Wednesday, May 27, 2015

LIVE FROM ANATOLIA: PART VII -- THE LIMITS OF TOLERANCE


For Christians, the high point of a visit to Turkey has to be Ephesus on the Aegean coast. It became the operations base, the launching position if you will, for Paul’s forays into Europe. It was the center of Johannine Christianity, perhaps the place where the 4th Gospel and the Johannine Epistles were written. The Church here was one 7 recipients of the oracles of St. John the Divine from the nearby Isle of Patmos and an Epistle from St. Ignatius of Antioch on his way to martyrdom in the 2nd Century. It was the site of the 3rd Ecumenical Council where Mary’s status as Theotokos or Mother of God was confirmed and Nestorianism was condemned in 431. What’s more it is a large and well-excavated site.

Here Paul was imprisoned and fought with wild beasts. According to Acts, here the silversmiths rioted in response to Paul’s teachings, in part because his anti-idol religion would cut into their business and in part because he was casting aspersions on their beloved Temple of Artemis, one of the 7 Wonders of the Ancient World.

I am frankly overwhelmed by Ephesus. I cannot say a fraction of what is on my mind. I will limit myself to just one point: As we were standing in the agora (market place), our leader observed how cosmopolitan Ephesus was in Paul’s day -- the 2nd largest city in the Empire and located at the tip of Asia just cross the water from Greece – so that Paul’s conversations with travelers here in this market place helped to “propel Christianity into the world.” That felt to us like a good thing.

As I went to take pictures, I passed a secular tour group and heard the guide say, “all completely destroyed by the Christianity.” I don’t know what exactly he was talking about but it did not sound like a good thing. The glorious Temple of Artemis was mostly destroyed by barbarian Goth invaders but was finished off by a Christian mob led by St. John Chrysostom in the 6th Century. We saw the ruins of the Temple of Isis where the large Egyptian population used to worship their goddess of magic, healing, and resurrection. Our guide said the Christians had destroyed it, but this web site says it was destroyed during the reign of Augustus, which would give us an airtight alibi. http://www.ephesusturkey.com/ephesus-highlights/temple-of-isis/
Whoever razed the Temple of Isis, there is no doubt our Christian forbears defaced a lot of pagan art and violently attacked pagan religion in the centuries after Constantine as the pagans had attached their forbears in the centuries before Constantine. The different attitudes toward “the Christianity” being expressed in the two different tour groups called this to mind. We also sat in the magnificent theater of Ephesus where the silversmith’s riot occurred and heard the story read from Act. 19. https://www.biblegateway.com/passage/?search=Acts+19&version=NIV

My take away from this recollection of interreligious hostility in the Roman world: Whether we think of Christians long ago or Christians of recent memory (like Mother Theresa and Fred Phelps) we have a lot to live up to and some things to live down. We have sometimes been beacons of hope in the world (Theresa) but we have not always behaved well (Fred).

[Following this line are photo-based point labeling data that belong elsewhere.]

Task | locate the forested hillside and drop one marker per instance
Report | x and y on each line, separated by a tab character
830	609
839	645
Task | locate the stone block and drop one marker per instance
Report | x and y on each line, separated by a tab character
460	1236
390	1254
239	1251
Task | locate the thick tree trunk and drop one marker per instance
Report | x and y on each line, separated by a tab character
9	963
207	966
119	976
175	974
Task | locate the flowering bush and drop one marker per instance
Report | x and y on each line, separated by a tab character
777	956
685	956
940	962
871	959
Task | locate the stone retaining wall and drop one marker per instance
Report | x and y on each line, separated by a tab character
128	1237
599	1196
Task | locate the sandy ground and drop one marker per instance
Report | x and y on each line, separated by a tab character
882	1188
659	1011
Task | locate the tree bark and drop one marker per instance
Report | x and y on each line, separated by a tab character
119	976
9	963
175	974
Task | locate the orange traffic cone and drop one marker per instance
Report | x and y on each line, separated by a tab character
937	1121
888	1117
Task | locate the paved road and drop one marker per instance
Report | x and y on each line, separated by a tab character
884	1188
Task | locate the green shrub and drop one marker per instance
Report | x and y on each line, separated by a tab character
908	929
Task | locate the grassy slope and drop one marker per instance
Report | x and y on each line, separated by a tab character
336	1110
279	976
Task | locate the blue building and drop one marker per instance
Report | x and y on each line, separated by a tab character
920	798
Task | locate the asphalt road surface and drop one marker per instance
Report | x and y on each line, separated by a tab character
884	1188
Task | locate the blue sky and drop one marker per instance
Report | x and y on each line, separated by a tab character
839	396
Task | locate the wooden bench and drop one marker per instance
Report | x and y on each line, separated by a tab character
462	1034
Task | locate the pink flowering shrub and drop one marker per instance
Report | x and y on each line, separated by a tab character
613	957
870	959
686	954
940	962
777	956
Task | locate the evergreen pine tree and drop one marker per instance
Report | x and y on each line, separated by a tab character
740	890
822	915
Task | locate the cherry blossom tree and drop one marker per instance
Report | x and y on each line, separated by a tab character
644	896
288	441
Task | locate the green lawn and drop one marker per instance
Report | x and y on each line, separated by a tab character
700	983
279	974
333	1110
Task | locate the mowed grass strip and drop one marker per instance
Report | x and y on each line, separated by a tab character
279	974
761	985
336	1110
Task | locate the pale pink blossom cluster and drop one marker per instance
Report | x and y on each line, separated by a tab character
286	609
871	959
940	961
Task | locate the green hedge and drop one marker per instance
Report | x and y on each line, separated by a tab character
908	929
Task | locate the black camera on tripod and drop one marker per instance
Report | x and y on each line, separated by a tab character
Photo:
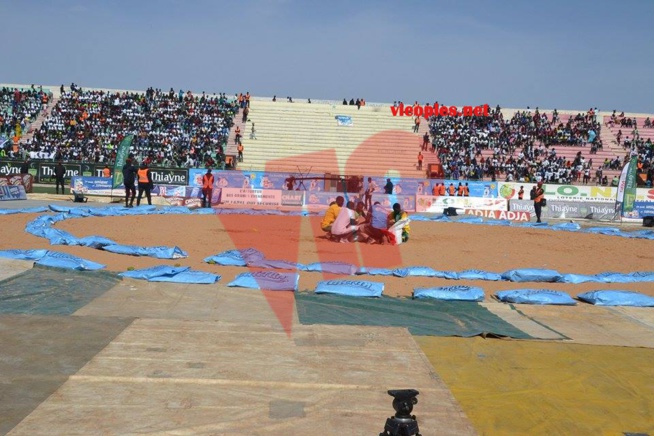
402	423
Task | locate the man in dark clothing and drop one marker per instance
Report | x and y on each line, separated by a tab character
538	200
145	183
25	167
60	175
129	178
388	188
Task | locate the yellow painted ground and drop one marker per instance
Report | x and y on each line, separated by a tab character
529	388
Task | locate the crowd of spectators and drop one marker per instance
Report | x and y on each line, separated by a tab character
18	109
172	129
634	144
523	148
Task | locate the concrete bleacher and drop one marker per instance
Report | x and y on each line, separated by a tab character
302	137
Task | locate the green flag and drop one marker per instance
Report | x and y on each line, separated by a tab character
121	158
630	186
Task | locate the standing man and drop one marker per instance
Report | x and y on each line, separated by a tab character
60	176
388	188
239	148
367	196
25	167
207	188
129	178
145	183
538	200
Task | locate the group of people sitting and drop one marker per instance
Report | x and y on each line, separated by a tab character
522	146
353	223
19	108
175	129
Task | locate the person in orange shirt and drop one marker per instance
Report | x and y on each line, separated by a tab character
207	188
240	152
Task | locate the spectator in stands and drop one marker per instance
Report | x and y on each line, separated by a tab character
388	188
60	177
396	215
89	125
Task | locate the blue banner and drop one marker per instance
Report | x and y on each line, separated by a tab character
93	185
16	192
410	186
257	180
641	210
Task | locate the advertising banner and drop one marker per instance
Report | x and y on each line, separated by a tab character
45	171
499	214
428	203
170	176
11	167
12	193
411	186
509	190
93	185
256	180
251	197
292	198
408	202
599	211
18	179
641	210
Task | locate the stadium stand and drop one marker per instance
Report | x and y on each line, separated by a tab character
553	147
309	137
19	108
171	128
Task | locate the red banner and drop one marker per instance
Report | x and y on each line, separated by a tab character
18	179
500	214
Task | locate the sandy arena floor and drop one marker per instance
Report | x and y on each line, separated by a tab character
443	246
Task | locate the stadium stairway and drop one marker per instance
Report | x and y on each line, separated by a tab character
305	137
36	125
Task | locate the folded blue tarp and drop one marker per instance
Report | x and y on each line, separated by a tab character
375	271
476	274
532	275
165	273
236	257
351	288
268	280
342	268
23	254
157	252
535	296
190	276
424	271
275	264
451	293
617	298
68	261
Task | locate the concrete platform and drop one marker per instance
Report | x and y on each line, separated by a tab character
202	377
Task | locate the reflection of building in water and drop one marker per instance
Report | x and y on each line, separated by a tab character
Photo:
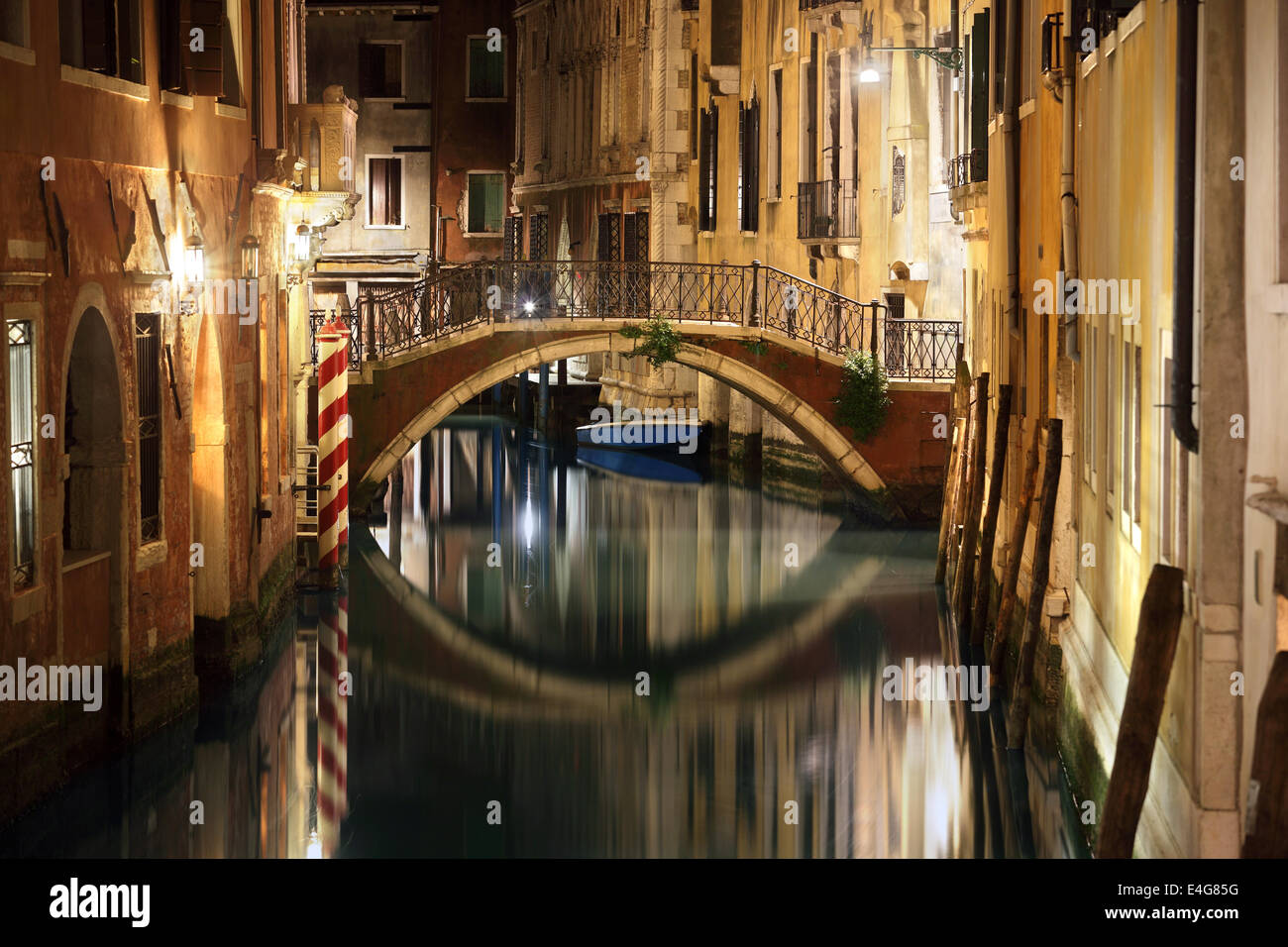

How we should feel about some of our “intolerance” is not entirely clear. Not everything should be tolerated. Since the Renaissance, we have indulged a rather romantic and sometimes naïve view of Greco-Roman society. It was characterized by unspeakable violence, oppression, and abuse all countenanced and often encouraged by the examples of their amoral to immoral deities. Classics scholar Sarah Ruden has helped me reimagine Paul as a liberator by setting him in the context of that culture which he critiqued. See Paul Among The People. http://www.amazon.com/Paul-Among-People-Reinterpreted-Reimagined/dp/0385522576 Violence and destruction are never defensible but the hostility of Christians toward Greco-Roman religion had more moral force than we usually recognize.

The last thing I would want to see is Christianity that goes about decapitating Buddha statues and smashing Ganeshas. But I do hope for a Christianity that stands for a few things and is willing to be deemed “intolerant” even “judgmental” in the face of cruelty and injustice. There is plenty of cruelty and injustice in today’s world. When we stand against it, our own people are apt to say that it is none of our business, that we are being “political.” I’d like to see us find a bit of the fire that led John Chrysostom to attack what was left of the Artemis Temple so that we might make a difference in the world here and there.